PREMIER A FIRENZE. Mentre nella Capitale è sfilata la rabbia di chi contesta le scelte dell'esecutivo soprattutto in materia del lavoro, nel capoluogo toscano l'ex rottamatore ha aperto il secondo giorno di lavoro della kermesse arrivata alla sua quinta edizione.
CRITICHE DI BINDI. A evidenziare lo scontro interno del Pd, oltre alla partecipazione da parte dei dem Gianni Cuperlo e Pippo Civati alla manifestazione di Roma, l'affondo di Rosy Bindi, che ha definito «imbarazzante» la Leopolda: «Spero che Renzi ascolti la piazza», ha detto l'ex presidente del Pd scesa in piazza con il sindacato guidato da Susanna Camusso.
«Alla Leopolda va in scena l'Italia dei nuovi vincenti, quella anche un po' rampante con un giovanilismo di maniera e un'invocazione del futuro che è molto ricca di passato», l'opinione del leader di Sinistra ecologia e libertà Nichi Vendola.
RISPETTO PER CHI È A ROMA. Immediata, però, la replica da Firenze. «A chi manifesta con la Cgil va il nostro applauso e il nostro saluto», ha detto Silvia Fregolent, uno dei quattro parlamentari che 'dirigono' i lavori, «la sinistra si mobilita in molti modi, sia qua sia in piazza, si chiede una importante riforma del lavoro e il jobs act serve farlo ripartire».
SELFIE CON BOSCHI. Sulla stessa linea anche il ministro per le Riforme, Maria Elena Boschi. «Rispettiamo la piazza: sono contenta che stia andando molto bene anche la manifestazione a Roma», ha detto la rappresentante del governo che non ha negato a nessuno un selfie. «Noi qui rispondiamo con il lavoro dei gruppi stiamo sui temi, stiamo dialogando direttamente con i cittadini».
Poi ha smentito lo «scontro» con chi ha scelto la piazza a Roma, precisando che a Firenze «non c'è nessuno né di imbarazzante né in imbarazzo», ma «persone che si parlando e si confrontano».

I lavori della Leopolda sabato 25 ottobre (©Ansa).

RENZI SUL PALCO. Intanto ha destato sorpresa la presenza sul palco della Leopolda da parte del presidente del Consiglio, perché nei programma il leader del Pd avrebbe dovuto restare nel back stage, ma alla fine non ha resistito alla voglia di coordinare i 100 tavoli tematici (una cinquantina nella mattinata e altrettanti nel pomeriggio) che animano l'iniziativa (presenti, tra gli altri, Debora Serracchiani, Davide Faraone, Matteo Richetti e Davide Serra che ha proposto di limitare il diritto di sciopero nel settore pubblico e annunciato di voler prendere la tessera del Pd): «La nostra vittoria sarà cambiare questa Italia», è stato il messaggio del premier.
Matteo Renzi ha poi scritto in un tweet che è necessario combattere corruzione ed evasione per creare posti di lavoro.


INDICAZIONI SUI LAVORI. Così, seduto sul palco, Renzi ha presentato i vari coordinatori e ha dato qua e là indicazioni.
«Ci servono», ha chiesto per esempio al gruppo che discute di made in Italy, «linee concrete e puntuali di richieste che il governo possa portare avanti.
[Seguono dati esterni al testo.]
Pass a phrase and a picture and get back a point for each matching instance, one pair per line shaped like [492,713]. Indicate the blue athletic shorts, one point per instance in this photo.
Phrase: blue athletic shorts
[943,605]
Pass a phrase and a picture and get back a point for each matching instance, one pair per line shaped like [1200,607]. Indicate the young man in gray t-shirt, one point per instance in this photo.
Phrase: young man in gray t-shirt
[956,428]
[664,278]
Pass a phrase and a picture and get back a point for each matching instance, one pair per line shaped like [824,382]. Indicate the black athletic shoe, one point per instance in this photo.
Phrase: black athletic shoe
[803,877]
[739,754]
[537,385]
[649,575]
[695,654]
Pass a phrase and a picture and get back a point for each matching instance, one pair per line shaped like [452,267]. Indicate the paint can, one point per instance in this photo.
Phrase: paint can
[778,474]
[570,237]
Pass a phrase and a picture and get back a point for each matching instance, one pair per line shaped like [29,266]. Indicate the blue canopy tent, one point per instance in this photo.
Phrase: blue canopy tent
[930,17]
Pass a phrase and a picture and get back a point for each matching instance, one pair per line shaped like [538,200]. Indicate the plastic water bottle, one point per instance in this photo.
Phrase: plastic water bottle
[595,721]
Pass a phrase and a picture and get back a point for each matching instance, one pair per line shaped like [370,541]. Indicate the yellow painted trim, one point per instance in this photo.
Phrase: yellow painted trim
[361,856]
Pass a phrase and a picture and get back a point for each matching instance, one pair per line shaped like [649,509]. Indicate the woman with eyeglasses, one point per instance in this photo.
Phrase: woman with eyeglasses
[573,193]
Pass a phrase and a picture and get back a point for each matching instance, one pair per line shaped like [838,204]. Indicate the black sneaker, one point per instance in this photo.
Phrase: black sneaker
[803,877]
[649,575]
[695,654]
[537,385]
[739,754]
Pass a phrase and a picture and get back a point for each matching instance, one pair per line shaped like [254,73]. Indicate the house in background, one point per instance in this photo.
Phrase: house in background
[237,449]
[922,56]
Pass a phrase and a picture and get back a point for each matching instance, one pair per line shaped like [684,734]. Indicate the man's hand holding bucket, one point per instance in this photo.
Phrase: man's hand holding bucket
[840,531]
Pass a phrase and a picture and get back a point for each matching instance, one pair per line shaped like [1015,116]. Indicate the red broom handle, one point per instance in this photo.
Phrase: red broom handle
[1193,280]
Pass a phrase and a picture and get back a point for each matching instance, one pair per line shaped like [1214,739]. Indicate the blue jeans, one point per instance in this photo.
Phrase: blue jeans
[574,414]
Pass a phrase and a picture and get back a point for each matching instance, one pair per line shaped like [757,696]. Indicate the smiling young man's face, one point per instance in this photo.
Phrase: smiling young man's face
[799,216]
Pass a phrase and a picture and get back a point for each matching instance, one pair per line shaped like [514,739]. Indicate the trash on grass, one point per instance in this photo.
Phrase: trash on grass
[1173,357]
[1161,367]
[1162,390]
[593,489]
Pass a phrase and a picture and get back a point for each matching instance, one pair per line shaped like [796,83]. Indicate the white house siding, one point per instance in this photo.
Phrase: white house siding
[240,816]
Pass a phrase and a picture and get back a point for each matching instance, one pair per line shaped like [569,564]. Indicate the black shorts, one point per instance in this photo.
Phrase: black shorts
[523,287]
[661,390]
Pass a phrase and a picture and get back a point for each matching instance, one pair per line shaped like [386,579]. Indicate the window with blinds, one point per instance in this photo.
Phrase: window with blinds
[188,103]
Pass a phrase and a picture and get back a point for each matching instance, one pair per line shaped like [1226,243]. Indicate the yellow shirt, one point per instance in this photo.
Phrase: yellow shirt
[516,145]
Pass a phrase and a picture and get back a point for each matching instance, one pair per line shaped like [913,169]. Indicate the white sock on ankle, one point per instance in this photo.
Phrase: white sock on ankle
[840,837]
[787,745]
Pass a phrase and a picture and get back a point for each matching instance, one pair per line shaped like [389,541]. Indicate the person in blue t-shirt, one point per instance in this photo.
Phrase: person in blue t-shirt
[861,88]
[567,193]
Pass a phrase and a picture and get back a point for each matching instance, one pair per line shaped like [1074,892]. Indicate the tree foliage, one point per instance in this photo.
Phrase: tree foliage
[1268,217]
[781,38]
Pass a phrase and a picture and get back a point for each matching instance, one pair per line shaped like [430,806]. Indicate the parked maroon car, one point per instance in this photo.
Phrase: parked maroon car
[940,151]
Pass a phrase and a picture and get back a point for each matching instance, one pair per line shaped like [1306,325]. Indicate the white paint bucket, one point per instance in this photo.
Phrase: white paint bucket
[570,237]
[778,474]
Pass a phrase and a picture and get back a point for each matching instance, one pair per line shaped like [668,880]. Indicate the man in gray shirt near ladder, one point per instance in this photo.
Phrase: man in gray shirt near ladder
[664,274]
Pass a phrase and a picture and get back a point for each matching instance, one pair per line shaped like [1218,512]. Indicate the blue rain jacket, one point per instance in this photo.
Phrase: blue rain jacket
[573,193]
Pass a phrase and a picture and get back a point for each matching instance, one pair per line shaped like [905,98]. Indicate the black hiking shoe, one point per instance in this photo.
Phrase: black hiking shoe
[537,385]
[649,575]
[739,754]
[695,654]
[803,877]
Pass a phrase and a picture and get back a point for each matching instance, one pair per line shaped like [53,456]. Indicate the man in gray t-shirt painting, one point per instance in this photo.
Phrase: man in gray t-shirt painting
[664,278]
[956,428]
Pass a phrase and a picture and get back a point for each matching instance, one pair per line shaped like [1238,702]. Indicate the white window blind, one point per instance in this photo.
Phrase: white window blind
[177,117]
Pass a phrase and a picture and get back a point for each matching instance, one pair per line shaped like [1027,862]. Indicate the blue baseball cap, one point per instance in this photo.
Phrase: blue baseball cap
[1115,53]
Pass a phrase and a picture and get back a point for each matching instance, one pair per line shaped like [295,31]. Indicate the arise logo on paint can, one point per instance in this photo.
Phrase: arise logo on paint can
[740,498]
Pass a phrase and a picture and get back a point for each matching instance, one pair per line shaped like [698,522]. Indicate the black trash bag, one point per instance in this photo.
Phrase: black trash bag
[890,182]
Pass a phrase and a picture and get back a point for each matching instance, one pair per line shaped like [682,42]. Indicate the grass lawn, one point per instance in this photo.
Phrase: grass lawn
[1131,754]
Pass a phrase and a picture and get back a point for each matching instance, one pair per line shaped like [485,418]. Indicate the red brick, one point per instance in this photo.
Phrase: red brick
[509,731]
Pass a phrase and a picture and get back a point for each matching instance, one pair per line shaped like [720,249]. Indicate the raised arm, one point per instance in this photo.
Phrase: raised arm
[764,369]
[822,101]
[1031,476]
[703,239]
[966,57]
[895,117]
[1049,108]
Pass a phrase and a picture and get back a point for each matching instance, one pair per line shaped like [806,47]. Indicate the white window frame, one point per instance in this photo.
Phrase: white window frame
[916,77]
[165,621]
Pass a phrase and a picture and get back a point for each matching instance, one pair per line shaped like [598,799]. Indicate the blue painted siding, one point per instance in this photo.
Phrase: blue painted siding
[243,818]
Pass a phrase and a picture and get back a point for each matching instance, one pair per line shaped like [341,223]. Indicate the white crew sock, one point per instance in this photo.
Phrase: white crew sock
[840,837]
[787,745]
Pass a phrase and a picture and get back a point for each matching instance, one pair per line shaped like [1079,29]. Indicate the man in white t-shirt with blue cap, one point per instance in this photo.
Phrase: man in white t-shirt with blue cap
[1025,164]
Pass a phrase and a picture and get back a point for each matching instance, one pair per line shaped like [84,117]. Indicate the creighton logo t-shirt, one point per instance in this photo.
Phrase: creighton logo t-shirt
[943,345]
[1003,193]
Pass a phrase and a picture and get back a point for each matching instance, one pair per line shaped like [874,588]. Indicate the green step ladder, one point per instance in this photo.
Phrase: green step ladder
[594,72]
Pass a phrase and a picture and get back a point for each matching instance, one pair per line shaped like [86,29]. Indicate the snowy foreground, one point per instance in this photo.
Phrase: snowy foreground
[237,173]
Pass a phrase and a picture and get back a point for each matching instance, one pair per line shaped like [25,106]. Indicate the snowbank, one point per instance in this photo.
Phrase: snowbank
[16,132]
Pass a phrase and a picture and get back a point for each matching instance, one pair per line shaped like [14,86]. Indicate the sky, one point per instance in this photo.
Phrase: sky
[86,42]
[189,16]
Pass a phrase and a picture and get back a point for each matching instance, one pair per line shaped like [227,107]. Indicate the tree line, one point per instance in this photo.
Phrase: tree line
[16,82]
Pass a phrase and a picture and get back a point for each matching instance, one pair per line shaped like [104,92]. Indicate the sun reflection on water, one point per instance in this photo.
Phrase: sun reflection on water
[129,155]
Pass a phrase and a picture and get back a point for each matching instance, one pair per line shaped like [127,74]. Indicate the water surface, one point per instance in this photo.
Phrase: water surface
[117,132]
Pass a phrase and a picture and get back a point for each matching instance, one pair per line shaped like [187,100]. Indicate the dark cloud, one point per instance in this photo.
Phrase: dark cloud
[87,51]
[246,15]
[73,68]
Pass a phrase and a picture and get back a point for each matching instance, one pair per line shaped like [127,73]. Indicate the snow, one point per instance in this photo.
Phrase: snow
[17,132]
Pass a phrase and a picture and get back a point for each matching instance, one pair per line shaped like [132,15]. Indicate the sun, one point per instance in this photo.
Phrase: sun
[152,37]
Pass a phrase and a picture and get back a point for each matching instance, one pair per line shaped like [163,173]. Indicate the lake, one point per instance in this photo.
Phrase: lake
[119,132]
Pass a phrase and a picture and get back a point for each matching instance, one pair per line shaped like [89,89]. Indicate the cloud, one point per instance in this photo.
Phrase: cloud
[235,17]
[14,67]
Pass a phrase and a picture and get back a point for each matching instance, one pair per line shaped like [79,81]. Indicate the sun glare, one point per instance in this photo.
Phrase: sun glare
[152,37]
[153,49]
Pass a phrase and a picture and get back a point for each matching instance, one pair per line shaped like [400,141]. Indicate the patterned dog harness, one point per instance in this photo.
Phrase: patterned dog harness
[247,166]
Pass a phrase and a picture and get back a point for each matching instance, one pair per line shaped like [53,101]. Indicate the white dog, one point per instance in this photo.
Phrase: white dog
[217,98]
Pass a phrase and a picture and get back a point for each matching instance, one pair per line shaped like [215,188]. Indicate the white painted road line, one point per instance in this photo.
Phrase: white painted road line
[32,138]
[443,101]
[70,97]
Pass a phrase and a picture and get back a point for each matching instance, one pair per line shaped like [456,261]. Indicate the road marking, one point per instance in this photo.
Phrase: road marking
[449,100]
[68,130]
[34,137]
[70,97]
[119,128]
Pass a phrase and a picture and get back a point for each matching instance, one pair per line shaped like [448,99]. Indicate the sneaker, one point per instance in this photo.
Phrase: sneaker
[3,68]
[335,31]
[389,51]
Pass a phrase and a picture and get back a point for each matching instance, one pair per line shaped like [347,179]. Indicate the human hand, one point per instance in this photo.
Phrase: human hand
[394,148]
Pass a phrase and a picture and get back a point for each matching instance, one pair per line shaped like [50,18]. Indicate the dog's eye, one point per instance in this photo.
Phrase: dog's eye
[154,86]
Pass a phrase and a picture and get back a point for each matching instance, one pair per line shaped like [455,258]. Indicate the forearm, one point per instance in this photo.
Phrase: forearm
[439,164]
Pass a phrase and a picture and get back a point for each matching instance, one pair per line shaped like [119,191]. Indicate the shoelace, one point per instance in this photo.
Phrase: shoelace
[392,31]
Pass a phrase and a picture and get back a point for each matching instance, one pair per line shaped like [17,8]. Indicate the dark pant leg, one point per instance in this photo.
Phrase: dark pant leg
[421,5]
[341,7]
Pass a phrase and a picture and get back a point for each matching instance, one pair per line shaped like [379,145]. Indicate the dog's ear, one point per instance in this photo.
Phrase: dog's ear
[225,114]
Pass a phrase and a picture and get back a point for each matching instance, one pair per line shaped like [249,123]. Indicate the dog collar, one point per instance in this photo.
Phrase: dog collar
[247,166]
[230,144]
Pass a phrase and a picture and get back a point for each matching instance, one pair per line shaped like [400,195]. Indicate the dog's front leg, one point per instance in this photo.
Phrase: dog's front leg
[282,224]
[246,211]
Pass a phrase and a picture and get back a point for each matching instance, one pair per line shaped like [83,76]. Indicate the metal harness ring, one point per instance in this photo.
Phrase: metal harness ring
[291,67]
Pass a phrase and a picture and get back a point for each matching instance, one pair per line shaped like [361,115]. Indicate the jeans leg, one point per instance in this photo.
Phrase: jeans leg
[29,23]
Spero che usciate dalla riunione con una mezza paginetta di proposte». Oppure, rivolgendosi a un altro tavolo ha detto: «Sulla spending review serve confronto serio su quello che abbiamo già iniziato a fare».
Alla fine del pomeriggio del 25 ottobre Matteo Renzi ha espresso con un tweet il suo entusiasmo per la partecpiazione alla convention.